Under Title VII, employers are prohibited from retaliating against employees who have opposed an unlawful employment practice or because they have participated in an investigation of discrimination. In order to establish a prima facie claim of Title VII retaliation, it is necessary that a plaintiff establish that he or she engaged in such “protected activity.”
Under the so-called “manager rule,” an employee is not considered to have engaged in “protected activity” under Title VII’s anti-retaliation provisions if they disagree with or oppose the actions of an employer in the course of his or her normal job duties. In other words, if it is the employee’s job to investigate claims of discrimination or ensure legal compliance, they are not afforded protection from discharge or other adverse actions for conduct that is within the scope of their employment. For example, a Human Resources employee who disagrees with a corrective action taken pursuant to a discrimination investigation and is later discharged for “insubordination” will not be protected by Title VII’s anti-retaliation provisions. As the name suggests, in most instances, the rule is commonly applied to management employees, but it is also applied frequently to compliance officers and human resources employees.

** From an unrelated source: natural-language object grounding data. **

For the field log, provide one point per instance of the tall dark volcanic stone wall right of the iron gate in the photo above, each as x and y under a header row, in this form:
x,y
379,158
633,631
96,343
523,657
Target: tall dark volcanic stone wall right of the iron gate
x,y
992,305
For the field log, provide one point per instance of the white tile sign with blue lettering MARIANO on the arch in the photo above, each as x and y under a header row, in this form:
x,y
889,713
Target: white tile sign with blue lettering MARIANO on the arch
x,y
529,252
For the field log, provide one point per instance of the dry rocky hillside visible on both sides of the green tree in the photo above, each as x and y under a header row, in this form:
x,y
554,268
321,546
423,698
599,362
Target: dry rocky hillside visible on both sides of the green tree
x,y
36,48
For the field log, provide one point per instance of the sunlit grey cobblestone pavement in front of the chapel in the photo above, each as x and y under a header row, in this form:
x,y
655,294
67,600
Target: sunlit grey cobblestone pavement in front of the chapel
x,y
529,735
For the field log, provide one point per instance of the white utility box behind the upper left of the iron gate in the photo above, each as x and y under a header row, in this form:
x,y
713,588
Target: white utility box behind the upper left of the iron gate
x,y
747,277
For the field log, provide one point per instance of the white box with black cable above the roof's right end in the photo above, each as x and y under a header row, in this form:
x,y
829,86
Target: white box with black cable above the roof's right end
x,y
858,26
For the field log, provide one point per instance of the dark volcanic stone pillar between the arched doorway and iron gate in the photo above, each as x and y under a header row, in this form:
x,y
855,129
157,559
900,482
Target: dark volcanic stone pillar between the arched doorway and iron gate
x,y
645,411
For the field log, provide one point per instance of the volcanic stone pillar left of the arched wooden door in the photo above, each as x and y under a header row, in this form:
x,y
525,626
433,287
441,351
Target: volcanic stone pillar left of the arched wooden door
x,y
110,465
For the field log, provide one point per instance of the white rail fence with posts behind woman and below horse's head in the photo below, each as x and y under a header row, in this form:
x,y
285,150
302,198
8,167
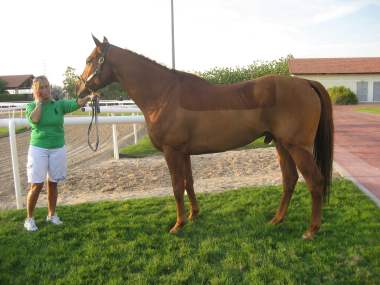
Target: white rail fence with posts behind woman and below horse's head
x,y
12,123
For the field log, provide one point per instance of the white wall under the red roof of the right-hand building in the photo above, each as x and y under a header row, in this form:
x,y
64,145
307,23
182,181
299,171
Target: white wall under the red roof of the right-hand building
x,y
348,81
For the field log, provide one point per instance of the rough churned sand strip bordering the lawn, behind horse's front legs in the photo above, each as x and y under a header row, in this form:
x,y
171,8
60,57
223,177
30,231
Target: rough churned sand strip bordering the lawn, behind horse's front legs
x,y
145,177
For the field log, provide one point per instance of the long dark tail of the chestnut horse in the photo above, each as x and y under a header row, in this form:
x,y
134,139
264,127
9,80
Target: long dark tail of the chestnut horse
x,y
324,140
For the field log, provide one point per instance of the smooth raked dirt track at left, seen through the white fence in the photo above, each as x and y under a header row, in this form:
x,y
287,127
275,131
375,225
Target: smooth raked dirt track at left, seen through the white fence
x,y
79,155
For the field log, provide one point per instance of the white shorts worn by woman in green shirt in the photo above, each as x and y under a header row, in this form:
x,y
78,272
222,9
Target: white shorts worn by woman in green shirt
x,y
46,163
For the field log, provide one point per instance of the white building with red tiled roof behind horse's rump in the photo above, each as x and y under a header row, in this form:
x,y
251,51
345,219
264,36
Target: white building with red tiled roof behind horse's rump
x,y
361,75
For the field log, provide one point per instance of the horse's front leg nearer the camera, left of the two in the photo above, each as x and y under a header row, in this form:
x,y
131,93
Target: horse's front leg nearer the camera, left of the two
x,y
176,164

In order for such an employee to be found to have engaged in a “protected activity,” they must cross the line from being an employee performing their job to an employee making a personal complaint or otherwise opposing anunlawful action, such as by assisting another employee in filing a charge with the EEOC or refusing to carry-out a discriminatory employment action. Merely challenging the method, manner, or adequacy of an employer’s internal investigation or making an internal report of a potential statutory or retaliatory violation is not a protected activity.

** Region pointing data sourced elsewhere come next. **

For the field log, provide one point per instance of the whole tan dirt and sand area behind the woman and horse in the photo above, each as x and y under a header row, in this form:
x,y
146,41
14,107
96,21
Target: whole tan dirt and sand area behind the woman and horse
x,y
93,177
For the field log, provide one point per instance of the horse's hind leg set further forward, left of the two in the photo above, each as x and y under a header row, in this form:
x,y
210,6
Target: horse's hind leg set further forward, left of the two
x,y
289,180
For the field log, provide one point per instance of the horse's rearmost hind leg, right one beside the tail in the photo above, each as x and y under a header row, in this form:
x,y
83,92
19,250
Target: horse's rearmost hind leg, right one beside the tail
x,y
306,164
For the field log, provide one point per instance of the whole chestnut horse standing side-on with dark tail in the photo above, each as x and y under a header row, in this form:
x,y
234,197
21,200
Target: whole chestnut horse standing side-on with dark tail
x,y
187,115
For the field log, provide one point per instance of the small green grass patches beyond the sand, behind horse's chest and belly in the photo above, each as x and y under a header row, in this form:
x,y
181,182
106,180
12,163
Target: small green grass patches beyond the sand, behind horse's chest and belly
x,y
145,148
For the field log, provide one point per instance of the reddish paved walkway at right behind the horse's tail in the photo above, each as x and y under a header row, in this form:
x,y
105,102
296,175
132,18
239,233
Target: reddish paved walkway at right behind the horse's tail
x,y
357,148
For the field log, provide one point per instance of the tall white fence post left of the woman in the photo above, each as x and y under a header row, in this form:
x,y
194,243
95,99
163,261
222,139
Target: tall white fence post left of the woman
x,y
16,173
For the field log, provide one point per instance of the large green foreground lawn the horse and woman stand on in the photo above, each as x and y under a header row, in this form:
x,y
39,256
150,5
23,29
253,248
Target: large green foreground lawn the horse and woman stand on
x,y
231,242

An understanding of the “manager rule” is valuable for all employers since it has been accepted by a significant number of circuit courts (the Fifth, Sixth, Eighth, Tenth, Eleventh, and arguably the Ninth) and district courts. Further, its application is not limited to Title VII. In addition to Title VII retaliation claims, the “manager rule” has been applied to claims under the Fair Labor Standards Act, the Americans with Disabilities Act, the Uniformed Services Employment and Reemployment Rights Act, the Family Medical Leave Act, the Sarbanes Oxley Act, and Title IX. In fact, the rule originates from the Tenth Circuit’s decision in McKenzie v. Renberg’s, Inc., 94 F.3d 1478, 1486 (10th Cir. 1996), a FLSA retaliation case.

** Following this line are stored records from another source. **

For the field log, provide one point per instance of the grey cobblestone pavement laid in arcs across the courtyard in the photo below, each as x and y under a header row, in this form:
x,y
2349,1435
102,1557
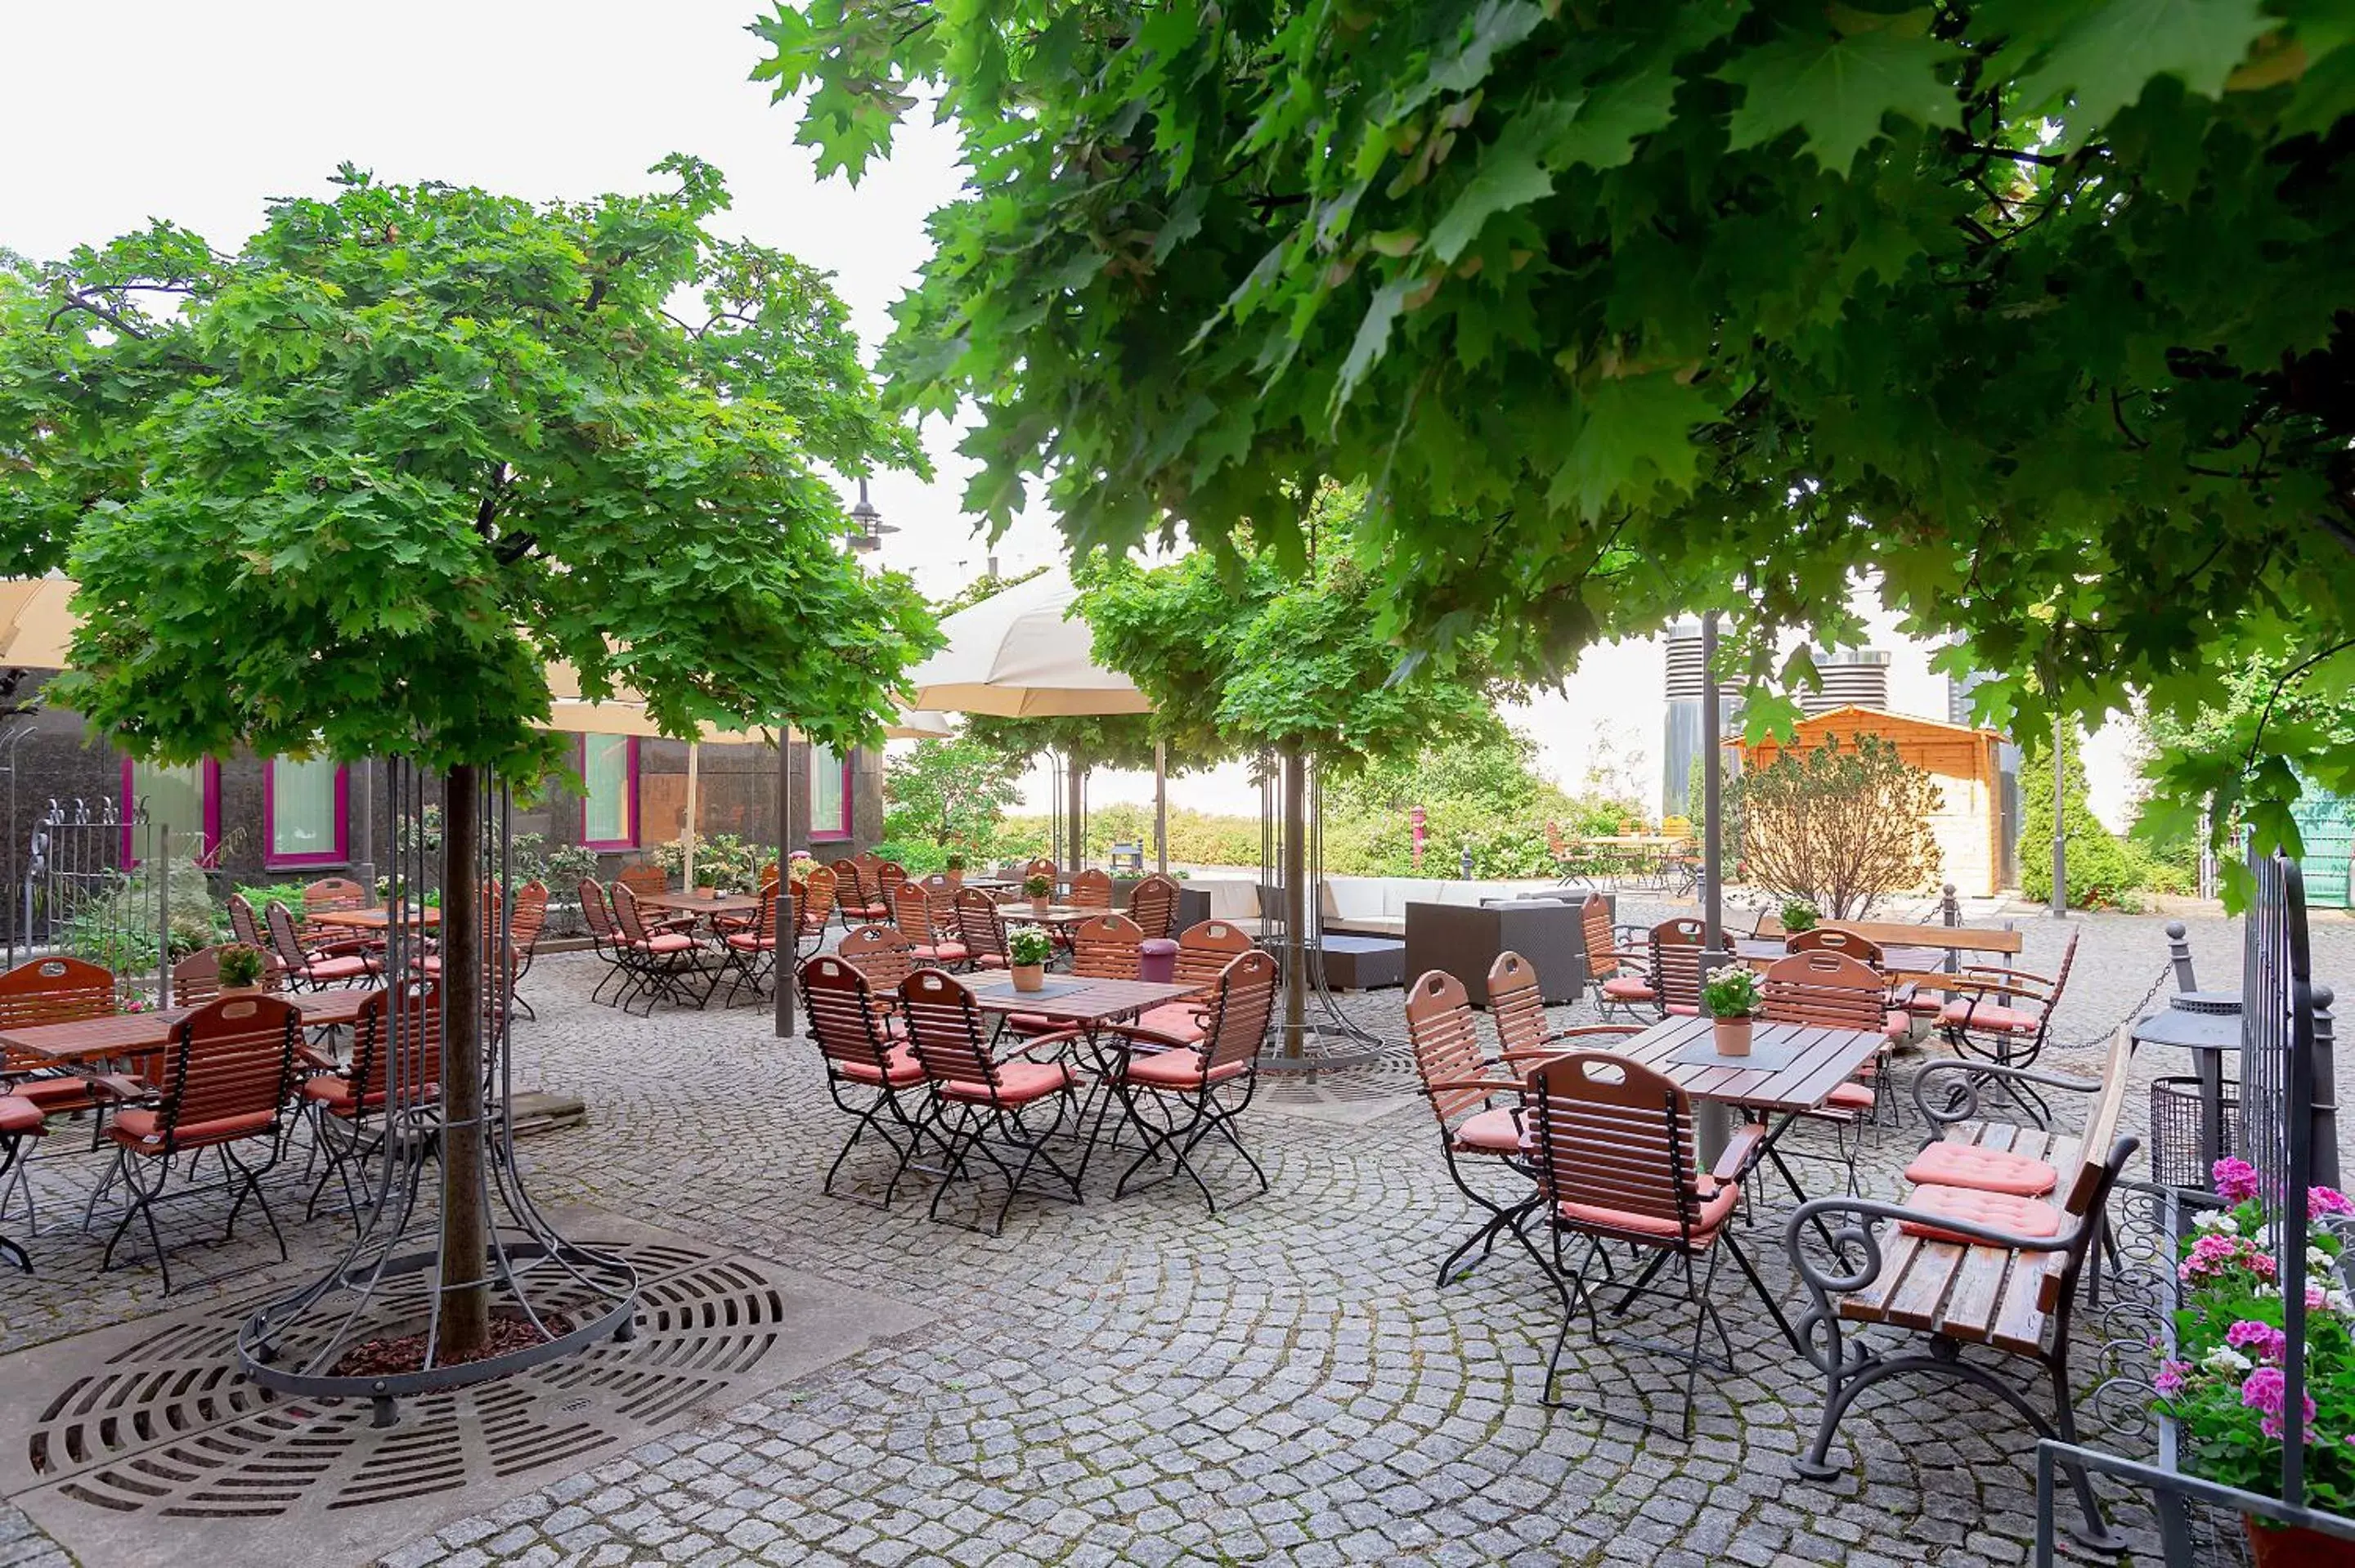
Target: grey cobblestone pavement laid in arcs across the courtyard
x,y
1139,1383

While the “manager rule” is a useful tool for employers dealing with complaints of retaliation by management or human resources personnel, employers should remember that these employees are still covered by Title VII’s anti-retaliation provisions. Though it is doubtful that such an employee could bring a retaliation claim under Title VII’s participation clause, a management or human resources employee may still have a claim if they complain about an unlawful action in a manner that is not consistent with the scope of their employment, such as by making their own complaint of discrimination or opposing an action that they reasonably believe to be based on unlawful discrimination.